There has been a debate for years as to the risk of having an infection develop to an artificial hip or knee after dental procedures. It is a fact that dental treatment can irritate the tissues  (i.e. injections,scaling,placing deep fillings , etc.) causing bacteria from the mouth to enter the bloodstream. This is usually not of any significance, as this process occurs anyway through daily function of eating when irritation of the gums occurs , or active gum disease.  It has been theorized that these bacteria can attach to the joints however, causing a seeding of the joint,causing infection, that can potentially lead to a joint failure. The reason for this is that the infection is difficult to get under control, requiring an aggressive plan of intravenous and oral antibiotics at a high dose and over a long period. The incidence of infection is low,as indicated from the Canadian Association of Hospital Dentists:

“Hip and knee replacements are some of the most common surgical procedures in Canada, with approximately 1-2.5% of such replacements being complicated by infection.  The overwhelming majority of these prosthetic joint infections (PJI) occur in the first year following surgery, and are predominantly due to organisms usually found on the skin. The best available evidence suggests that the majority of PJI are acquired at the time of surgery.  Although it is possible that infection can occur due to bacteremia  from other sites unrelated to the index surgical procedure—these do occur—the importance of these as a cause of PJI is low”.

There are documented cases of infections from bacteria that originate from the mouth,albeit rare. Again the debate for antibiotic coverage before dental treatment is fuelled because its impossible to tell if the seeding was from the actual dental treatment(which is of short duration) or from daily continuous  exposure of the blood from oral bacteria.

The debate is further complicated by the fact some people have developed allergies to multiple doses of antibiotics ,and in some cases have had anaphylactic reactions,causing in worst case, death.

The new consensus in 2016 states that routine antibiotic prophylaxis is no longer indicated.This office had always followed the recommendation that was in effect at the time.

However, at this office we have had the unfortunate situation where a patient,who had a knee replacement in December 2016 and who had a routine filling placed in this office in March, had a  subsequent  infection develop to his joint and the culture results confirmed the bacteria were oral.

Our hope of speedy recovery to our good, long term patient is amplified by the fact Dr.
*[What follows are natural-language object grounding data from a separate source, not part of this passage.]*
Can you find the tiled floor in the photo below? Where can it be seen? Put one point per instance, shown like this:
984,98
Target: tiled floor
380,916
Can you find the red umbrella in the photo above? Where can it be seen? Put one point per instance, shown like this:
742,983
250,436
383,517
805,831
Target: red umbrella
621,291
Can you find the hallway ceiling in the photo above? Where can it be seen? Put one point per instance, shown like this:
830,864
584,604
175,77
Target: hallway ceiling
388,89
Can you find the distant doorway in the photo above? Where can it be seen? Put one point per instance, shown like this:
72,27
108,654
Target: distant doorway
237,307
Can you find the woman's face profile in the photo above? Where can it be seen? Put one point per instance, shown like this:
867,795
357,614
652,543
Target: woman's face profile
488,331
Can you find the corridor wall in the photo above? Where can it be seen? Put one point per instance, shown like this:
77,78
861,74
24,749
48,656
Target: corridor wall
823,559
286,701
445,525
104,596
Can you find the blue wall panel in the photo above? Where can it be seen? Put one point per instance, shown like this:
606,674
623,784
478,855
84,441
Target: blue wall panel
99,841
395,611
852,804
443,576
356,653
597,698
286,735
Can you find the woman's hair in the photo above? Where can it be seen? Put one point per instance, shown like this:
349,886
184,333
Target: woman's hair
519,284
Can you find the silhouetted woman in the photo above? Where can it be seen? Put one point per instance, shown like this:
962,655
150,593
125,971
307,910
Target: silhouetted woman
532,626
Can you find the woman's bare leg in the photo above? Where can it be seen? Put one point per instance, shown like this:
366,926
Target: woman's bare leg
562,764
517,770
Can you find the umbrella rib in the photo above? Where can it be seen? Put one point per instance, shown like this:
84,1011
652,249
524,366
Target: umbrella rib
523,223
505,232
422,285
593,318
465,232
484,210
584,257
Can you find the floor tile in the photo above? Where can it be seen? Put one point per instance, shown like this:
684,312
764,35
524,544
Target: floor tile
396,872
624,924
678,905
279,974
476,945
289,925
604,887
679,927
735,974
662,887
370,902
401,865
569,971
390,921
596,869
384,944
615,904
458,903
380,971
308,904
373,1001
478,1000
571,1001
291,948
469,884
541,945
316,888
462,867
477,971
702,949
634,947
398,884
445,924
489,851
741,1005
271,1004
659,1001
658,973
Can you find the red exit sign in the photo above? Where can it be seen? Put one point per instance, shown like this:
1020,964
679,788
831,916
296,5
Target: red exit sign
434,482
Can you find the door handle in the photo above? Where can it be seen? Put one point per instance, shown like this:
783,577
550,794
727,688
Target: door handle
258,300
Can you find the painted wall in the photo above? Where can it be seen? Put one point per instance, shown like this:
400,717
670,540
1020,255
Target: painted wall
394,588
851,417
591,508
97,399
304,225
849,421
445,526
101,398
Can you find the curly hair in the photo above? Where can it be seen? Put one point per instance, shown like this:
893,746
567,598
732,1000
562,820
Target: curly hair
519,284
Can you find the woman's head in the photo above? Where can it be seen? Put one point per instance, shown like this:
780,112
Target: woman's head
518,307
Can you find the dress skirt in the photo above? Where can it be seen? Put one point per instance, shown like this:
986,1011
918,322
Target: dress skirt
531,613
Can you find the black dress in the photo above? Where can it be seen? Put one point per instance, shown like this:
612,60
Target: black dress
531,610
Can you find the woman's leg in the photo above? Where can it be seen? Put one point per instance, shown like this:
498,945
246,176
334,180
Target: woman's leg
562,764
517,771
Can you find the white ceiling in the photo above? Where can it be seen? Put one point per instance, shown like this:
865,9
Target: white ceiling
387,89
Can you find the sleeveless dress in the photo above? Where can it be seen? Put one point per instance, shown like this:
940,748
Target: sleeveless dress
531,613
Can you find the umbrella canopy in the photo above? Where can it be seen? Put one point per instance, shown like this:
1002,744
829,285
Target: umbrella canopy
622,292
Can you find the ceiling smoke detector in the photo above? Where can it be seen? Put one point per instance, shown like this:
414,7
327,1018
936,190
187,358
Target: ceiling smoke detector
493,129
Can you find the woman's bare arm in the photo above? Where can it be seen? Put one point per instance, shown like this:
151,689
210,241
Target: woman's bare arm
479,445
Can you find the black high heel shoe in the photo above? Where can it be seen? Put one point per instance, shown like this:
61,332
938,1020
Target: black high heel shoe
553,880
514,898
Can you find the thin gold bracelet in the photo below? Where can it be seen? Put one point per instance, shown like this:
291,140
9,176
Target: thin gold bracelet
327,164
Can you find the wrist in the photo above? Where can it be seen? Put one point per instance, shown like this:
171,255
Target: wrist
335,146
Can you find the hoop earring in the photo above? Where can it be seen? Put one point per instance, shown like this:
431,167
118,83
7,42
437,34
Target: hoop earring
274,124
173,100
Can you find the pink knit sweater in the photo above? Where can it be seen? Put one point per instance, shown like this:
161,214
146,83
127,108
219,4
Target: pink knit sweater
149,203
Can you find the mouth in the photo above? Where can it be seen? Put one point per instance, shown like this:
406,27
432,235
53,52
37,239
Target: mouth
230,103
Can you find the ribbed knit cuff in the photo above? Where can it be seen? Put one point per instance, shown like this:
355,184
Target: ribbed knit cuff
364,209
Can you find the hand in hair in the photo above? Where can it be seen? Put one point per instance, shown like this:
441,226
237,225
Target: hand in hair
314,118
Tessier himself has had both knee replacements. He has also experienced infection complications after surgery albeit skin infection.

After discussing the case with his orthopedic surgeon, we agreed that a compromise to the guideline be used( and this is reflective of his colleagues in Kingston):

All patients at this office are to be brought aware of the complexity with the guideline and be issued antibiotics FOR ONE YEAR after the date of placement of the joint. As has been observed, most infections are soon after placement. A year will give protection while the joint is healing.